Meaning: “Strong, vigourous, healthy”
Gender: Unisex
Pronunciation: VAL-ehn-tien
Origin: Latin
Other forms of the name: Valentinus, Valentin, Valentino, Valent, Valentina (girl), Folant
Happy St. Valentine’s!
Valentine comes from the Roman family name, Valentinus, which comes from the Latin valent. Valentine’s is a holiday celebrating a few different Christian Saints. It was first associated with romance in the middle ages by Geoffrey Chaucer and friends; Geoffrey wrote in his poem “Parlement of Foules”:
“For this was on seynt Volantynys day
Whan euery bryd comyth there to chese his make.”
["For this was Saint Valentine's Day, when every bird cometh there to choose his mate."]
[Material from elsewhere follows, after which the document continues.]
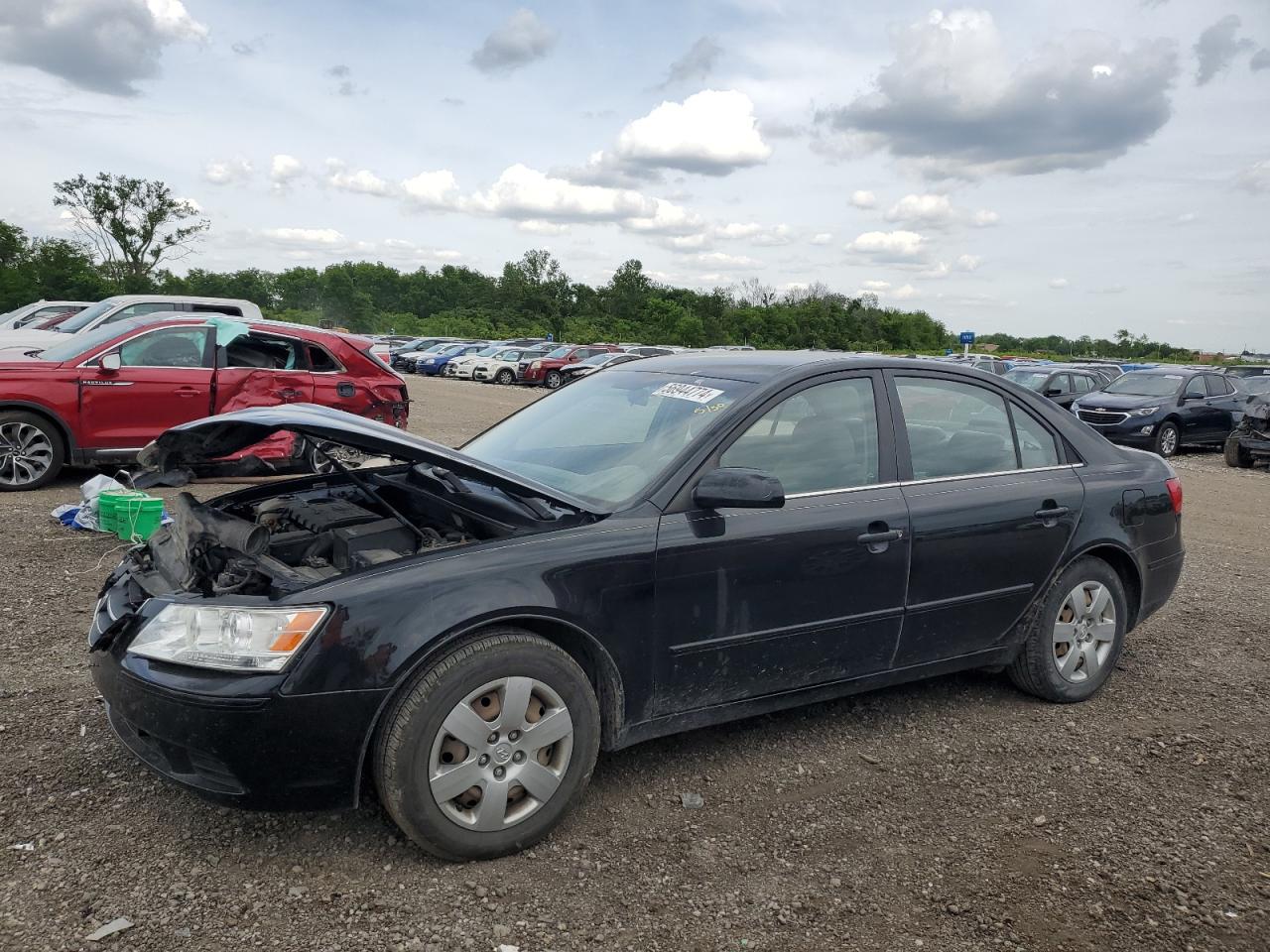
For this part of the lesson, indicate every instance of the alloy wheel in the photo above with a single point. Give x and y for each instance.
(500, 753)
(1084, 631)
(26, 453)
Later on it became a day in which lovers would confess their feelings for eachother and give flowers, cards, and sweets. The little poem we know today goes like this:
“The rose is red, the violet’s blue,
The honey’s sweet, and so are you.
Thou art my love and I am thine;
I drew thee to my Valentine:
The lot was cast and then I drew,
And Fortune said it shou’d be you.”
The whole “roses are red, violets are blue” bit goes all the way back to Edmund Spenser’s “The Faerie Queene”:
“She bath’d with roses red, and violets blew,
And all the sweetest flowres, that in the forrest grew.”

Singer Sophie Ellis-Bextor has a son named Kit Valentine, which kicked off a love of the name Valentine as a boys middle name.